Some suggest that when article 50 is actually triggered by the UK government will their eagerly-anticipated apocalypse arrive.
Ahead of the June 23rd referendum these commentators garnered much media attention with their warnings of a dire economic environment were the UK to vote for Brexit.
Their reputations were therefore staked on pre-referendum warnings of recessesion and UK economic decline.
Note that I am not referring to economists who typically maintain a sober response to incoming data and adjust accordingly, but rather the chattering classes at many of the City's financial publications and retail brokerages.
Their predictions and authoritative stances on the economy are hardly ever backed up by their own research or a balanced assessment of the wealth of professional economic research at their disposal.
The point is that this crowing may have aided markets it turning overly negative on Sterling based on personal opinion and now that these assumptions are being questioned by hard data, the currency is correcting higher.
RBS Maintain a Negative Forecast Profile for Sterling
While Sterling looks to grind higher it must be noted that many institutional analysts maintain the stance that this is just a bounce within a longer-term move lower.
We believe readers holding out for better exchange rates should be aware of this view.
Interestingly, strategists at RBS have confirmed they remain negative on Sterling’s prospects going forward, partly based on observations over the weakness in UK housing.
The call comes despite the strong showing by the Nationwide house price index at the end of August, as per our comment further down in this article.
In a recent note to clients RBS say mortgage approvals for house purchases were weaker in August and there are reports of reduced asking prices and weak activity.

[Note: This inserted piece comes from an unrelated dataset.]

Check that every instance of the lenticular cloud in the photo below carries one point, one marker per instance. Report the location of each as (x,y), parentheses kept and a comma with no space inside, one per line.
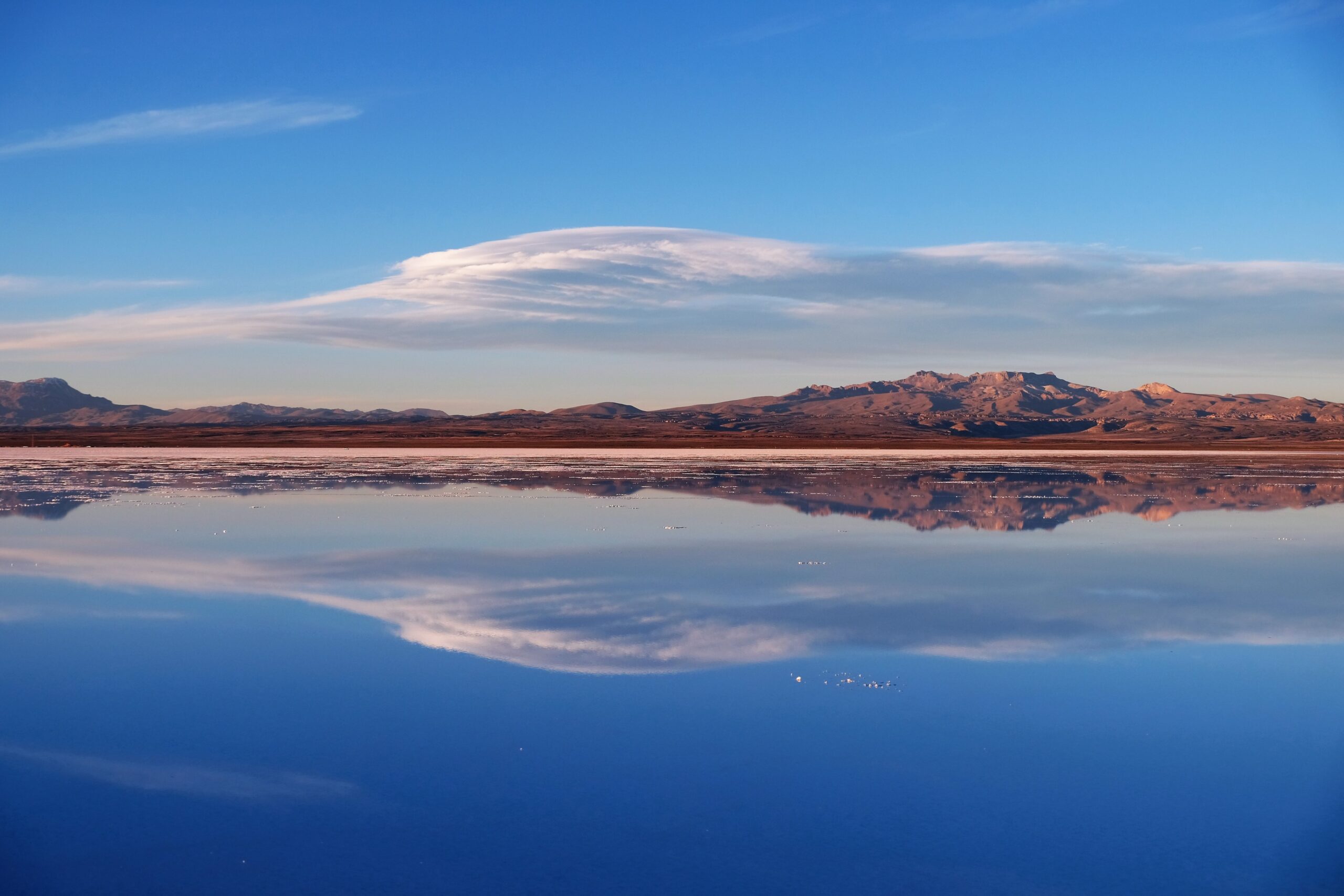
(701,292)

“The sector is also slowing following a front loading of purchases ahead of changes to buy-to-let and stamp-duty,” say RBS.
RBS believe that the impact of the Brexit vote will be a slow-burn as a combination of weaker investment and real incomes growth on higher inflation is gradually felt.
Political noise may rise on Parliament’s return on September 5th. We may get more on the timing of Article 50 and priorities for fiscal policy at the Autumn Statement.
“We maintain our negative bias while spot is below 1.35 and expect resistance at 1.3372,” say RBS.
Barclays Forecast Update
Barclays meanwhile say they see scope for further modest GBP gains versus the EUR, amid better-than-expected UK economic data recently and stretched short GBP positioning.
However, “GBPUSD looks vulnerable to a correction lower should a strong US employment report solidify the prospects of a near-term Fed rate hike,” say strategists at the bank.
UK House Prices in Shock Rise
Sterling ended August on a positive footing after Nationwide reported their house price index rose 5.6% on an annualised basis in August, a result that stumped their own in-house economists.
This was well ahead of expectations for a rise of 4.8%.
“The pick up in price growth is somewhat at odds with signs that housing market activity has slowed in recent months. New buyer enquiries have softened as a result of the introduction of additional stamp duty on second homes in April and the uncertainty surrounding the EU referendum,” says Robert Gardner, Chief Economist at Nationwide.
Indeed, data from the Bank of England, released 24 hours earlier, shows the number of mortgages approved for house purchase fell to an eighteen-month low in July.
Gardner says the continued rise in house prices could well be due to a weakness in supply of new properties onto the market with the stock of properties for sale close to thirty-year lows.
Regardless, for Sterling traders, this is another case of gloomy Brexit expectations being trumped by more positive data.
Gfk Consumer Confidence data for August showed British shoppers in a posiitve mood regardless of their political predicament, after it came out at a better than expected -7, when analysts had expected -8 and the metric had shown -12 previously.
Sentiment toward the UK economy has certainly improved through the course of August, helped by a range of anecdotal and high frequency data that suggest the near-term hit to the UK economy may have been less than many feared.
These have centred on retail spending, tourism and manufacturing orders.